If you feel ready, you could next push the envelope a little, and imagine someone who’s caused you problems. They must have friends and family they love too. They’re bound to feel joy when they meet

them after being away. Imagine them hugging their loved one, smiling, laughing. Now that you have this big tide of Sympathetic Joy going, you can feel Joy in Sympathy with them, just for this thing, just in this moment. In this moment, they’re simply another sentient being, and they’re feeling joy. In this moment, that’s all that matters. This is a good time to again remember what Neem Karoli Baba said: “Never throw anyone out of your heart.” It accomplishes nothing but making your own heart smaller. That’s a big price to pay for indulging—yes, indulging—in feeling righteous (and almost all our feelings of righteousness are really self-righteousness). Let your heart expand and allow it to feel real Joy in this being’s joy.

Now you can extend that Joy to all sentient beings. At one time or another, they all have felt that joy of meeting with a loved one.

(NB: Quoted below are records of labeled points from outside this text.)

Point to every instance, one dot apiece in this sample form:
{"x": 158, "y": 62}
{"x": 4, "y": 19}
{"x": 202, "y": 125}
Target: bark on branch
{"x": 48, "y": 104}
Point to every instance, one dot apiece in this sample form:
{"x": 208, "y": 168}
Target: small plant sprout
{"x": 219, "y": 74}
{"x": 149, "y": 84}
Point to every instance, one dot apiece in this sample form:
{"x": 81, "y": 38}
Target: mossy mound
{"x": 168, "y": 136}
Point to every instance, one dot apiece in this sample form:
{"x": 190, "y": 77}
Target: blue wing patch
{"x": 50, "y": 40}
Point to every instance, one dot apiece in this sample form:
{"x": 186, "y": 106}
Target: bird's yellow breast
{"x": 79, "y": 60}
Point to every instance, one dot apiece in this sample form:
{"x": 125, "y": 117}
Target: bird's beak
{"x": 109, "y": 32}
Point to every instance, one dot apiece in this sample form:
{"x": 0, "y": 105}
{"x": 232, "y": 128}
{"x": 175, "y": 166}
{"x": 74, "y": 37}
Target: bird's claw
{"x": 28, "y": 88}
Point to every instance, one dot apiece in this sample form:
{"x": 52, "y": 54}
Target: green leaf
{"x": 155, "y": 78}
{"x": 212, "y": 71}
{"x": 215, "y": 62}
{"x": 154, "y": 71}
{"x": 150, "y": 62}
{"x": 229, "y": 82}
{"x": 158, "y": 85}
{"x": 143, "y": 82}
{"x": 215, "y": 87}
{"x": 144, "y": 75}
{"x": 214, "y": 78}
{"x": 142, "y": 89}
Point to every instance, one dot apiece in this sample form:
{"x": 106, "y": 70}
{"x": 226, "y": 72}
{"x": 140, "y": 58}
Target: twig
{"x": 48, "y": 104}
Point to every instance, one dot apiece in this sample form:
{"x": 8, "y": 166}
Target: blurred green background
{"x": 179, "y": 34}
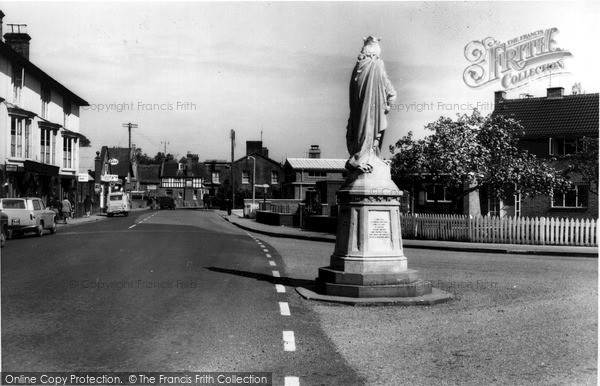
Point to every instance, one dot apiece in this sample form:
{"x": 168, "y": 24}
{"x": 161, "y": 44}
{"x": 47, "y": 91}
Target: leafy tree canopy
{"x": 473, "y": 152}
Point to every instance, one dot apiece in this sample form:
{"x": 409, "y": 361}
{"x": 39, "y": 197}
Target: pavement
{"x": 237, "y": 219}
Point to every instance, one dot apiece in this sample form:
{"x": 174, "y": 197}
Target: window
{"x": 47, "y": 142}
{"x": 563, "y": 146}
{"x": 20, "y": 138}
{"x": 46, "y": 96}
{"x": 67, "y": 112}
{"x": 573, "y": 198}
{"x": 173, "y": 183}
{"x": 68, "y": 152}
{"x": 437, "y": 192}
{"x": 17, "y": 82}
{"x": 314, "y": 173}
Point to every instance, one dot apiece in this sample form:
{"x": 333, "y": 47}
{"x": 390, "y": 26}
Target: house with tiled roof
{"x": 302, "y": 174}
{"x": 184, "y": 181}
{"x": 149, "y": 177}
{"x": 554, "y": 127}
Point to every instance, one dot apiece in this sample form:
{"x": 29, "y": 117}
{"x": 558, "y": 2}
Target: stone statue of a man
{"x": 370, "y": 95}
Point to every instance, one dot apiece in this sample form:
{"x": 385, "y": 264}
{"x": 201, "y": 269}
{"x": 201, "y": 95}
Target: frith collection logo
{"x": 514, "y": 63}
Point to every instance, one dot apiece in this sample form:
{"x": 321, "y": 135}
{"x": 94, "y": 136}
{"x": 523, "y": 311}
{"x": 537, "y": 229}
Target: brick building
{"x": 39, "y": 124}
{"x": 554, "y": 127}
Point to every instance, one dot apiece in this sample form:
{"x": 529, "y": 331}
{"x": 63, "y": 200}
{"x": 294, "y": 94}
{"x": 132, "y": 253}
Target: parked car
{"x": 166, "y": 202}
{"x": 28, "y": 214}
{"x": 118, "y": 203}
{"x": 3, "y": 228}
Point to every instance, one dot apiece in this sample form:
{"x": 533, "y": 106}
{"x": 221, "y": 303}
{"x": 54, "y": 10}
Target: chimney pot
{"x": 18, "y": 39}
{"x": 555, "y": 92}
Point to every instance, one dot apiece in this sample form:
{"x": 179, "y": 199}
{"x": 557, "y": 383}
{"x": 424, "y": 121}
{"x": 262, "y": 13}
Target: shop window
{"x": 20, "y": 138}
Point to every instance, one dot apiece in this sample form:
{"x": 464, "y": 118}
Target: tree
{"x": 475, "y": 152}
{"x": 585, "y": 163}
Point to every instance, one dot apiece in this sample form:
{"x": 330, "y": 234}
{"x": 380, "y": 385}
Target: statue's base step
{"x": 435, "y": 297}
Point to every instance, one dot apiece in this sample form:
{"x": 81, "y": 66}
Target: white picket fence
{"x": 508, "y": 230}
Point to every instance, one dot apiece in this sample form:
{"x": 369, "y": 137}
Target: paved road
{"x": 517, "y": 319}
{"x": 145, "y": 293}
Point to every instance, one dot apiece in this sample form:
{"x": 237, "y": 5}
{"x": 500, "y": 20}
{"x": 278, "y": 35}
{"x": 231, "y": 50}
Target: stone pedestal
{"x": 368, "y": 260}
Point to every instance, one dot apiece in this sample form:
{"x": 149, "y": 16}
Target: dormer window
{"x": 563, "y": 146}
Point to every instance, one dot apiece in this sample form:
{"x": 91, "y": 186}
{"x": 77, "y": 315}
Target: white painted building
{"x": 39, "y": 124}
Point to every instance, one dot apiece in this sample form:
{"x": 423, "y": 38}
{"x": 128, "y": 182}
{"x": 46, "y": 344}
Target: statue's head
{"x": 371, "y": 46}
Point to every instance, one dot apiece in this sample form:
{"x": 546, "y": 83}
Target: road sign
{"x": 109, "y": 178}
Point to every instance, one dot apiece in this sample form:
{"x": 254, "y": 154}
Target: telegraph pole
{"x": 129, "y": 126}
{"x": 232, "y": 174}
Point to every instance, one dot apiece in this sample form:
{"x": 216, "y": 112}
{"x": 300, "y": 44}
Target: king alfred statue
{"x": 370, "y": 95}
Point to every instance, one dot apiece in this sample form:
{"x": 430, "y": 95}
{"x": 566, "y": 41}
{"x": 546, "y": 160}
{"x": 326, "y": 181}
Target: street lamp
{"x": 253, "y": 178}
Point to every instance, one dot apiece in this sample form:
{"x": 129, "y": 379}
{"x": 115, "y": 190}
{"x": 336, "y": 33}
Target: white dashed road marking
{"x": 289, "y": 343}
{"x": 292, "y": 381}
{"x": 284, "y": 308}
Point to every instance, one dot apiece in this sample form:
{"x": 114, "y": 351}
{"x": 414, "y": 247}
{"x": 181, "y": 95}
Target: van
{"x": 118, "y": 202}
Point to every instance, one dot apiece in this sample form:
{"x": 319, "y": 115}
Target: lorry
{"x": 118, "y": 203}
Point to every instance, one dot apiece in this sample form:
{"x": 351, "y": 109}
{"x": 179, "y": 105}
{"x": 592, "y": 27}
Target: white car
{"x": 118, "y": 203}
{"x": 28, "y": 214}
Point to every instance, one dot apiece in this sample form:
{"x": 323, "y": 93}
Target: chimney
{"x": 18, "y": 39}
{"x": 555, "y": 92}
{"x": 499, "y": 96}
{"x": 1, "y": 18}
{"x": 314, "y": 152}
{"x": 253, "y": 147}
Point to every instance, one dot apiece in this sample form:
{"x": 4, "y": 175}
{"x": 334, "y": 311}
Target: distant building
{"x": 301, "y": 174}
{"x": 255, "y": 170}
{"x": 184, "y": 181}
{"x": 149, "y": 178}
{"x": 554, "y": 126}
{"x": 39, "y": 125}
{"x": 116, "y": 169}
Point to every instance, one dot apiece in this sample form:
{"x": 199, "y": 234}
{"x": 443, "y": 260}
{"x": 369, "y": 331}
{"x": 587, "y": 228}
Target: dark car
{"x": 3, "y": 228}
{"x": 166, "y": 202}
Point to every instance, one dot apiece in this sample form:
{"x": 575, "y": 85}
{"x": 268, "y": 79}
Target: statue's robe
{"x": 370, "y": 93}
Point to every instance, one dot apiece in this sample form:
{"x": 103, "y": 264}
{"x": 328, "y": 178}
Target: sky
{"x": 189, "y": 72}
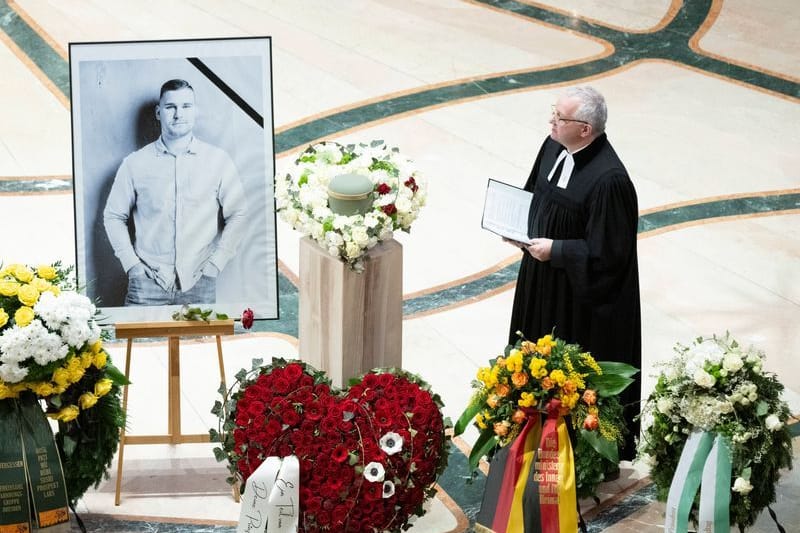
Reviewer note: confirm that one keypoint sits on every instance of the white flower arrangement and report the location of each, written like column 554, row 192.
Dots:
column 716, row 385
column 301, row 197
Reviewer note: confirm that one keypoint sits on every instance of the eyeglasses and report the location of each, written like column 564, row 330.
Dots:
column 562, row 120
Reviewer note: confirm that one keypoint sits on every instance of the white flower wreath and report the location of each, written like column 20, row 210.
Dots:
column 302, row 197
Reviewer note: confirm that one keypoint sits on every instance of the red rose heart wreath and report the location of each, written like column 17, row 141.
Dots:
column 369, row 455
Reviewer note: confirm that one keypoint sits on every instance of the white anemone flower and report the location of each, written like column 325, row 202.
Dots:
column 374, row 472
column 391, row 443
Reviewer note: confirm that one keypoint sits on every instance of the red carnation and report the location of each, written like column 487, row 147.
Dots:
column 247, row 318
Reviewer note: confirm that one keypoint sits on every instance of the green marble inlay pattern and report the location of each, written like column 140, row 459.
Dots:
column 670, row 42
column 41, row 53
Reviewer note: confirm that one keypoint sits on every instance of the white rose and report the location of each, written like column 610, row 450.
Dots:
column 352, row 250
column 773, row 423
column 704, row 379
column 360, row 236
column 742, row 486
column 732, row 362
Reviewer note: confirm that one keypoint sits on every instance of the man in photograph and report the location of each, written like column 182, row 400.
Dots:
column 176, row 211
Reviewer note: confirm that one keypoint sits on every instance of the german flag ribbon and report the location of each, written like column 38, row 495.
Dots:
column 704, row 464
column 531, row 483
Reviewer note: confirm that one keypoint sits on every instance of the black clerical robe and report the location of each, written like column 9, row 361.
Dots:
column 588, row 292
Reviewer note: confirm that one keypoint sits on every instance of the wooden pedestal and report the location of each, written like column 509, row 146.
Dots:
column 351, row 322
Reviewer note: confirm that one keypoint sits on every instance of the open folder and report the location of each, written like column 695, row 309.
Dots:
column 506, row 209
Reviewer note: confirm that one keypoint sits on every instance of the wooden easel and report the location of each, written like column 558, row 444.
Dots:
column 173, row 331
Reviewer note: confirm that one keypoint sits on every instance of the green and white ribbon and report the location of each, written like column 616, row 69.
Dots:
column 14, row 506
column 715, row 491
column 284, row 500
column 705, row 461
column 686, row 481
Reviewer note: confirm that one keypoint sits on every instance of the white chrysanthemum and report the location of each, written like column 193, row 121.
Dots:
column 391, row 443
column 374, row 472
column 12, row 373
column 665, row 405
column 732, row 362
column 35, row 342
column 704, row 379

Student Am I supposed to feel Sympathetic Joy for someone who’s happy they’ve hurt someone, or done some bad deed? LT No. There’s plenty that’s positive to be Sympathetically Joyful about. We’ve all done terrible things and we’re are all happy to be hugged by someone we love. We all are happy to eat a good meal, or behold a beautiful sight, listen to our favorite music, help someone, get a hug from a loved one, or just to take a good rest after a long day. We can pick those kinds of things, which are pretty universal. Also, remember that you are probably expanding outward from your own feelings of joy: if you felt joy at hurting someone or doing a bad deed, you would have some work ahead of you!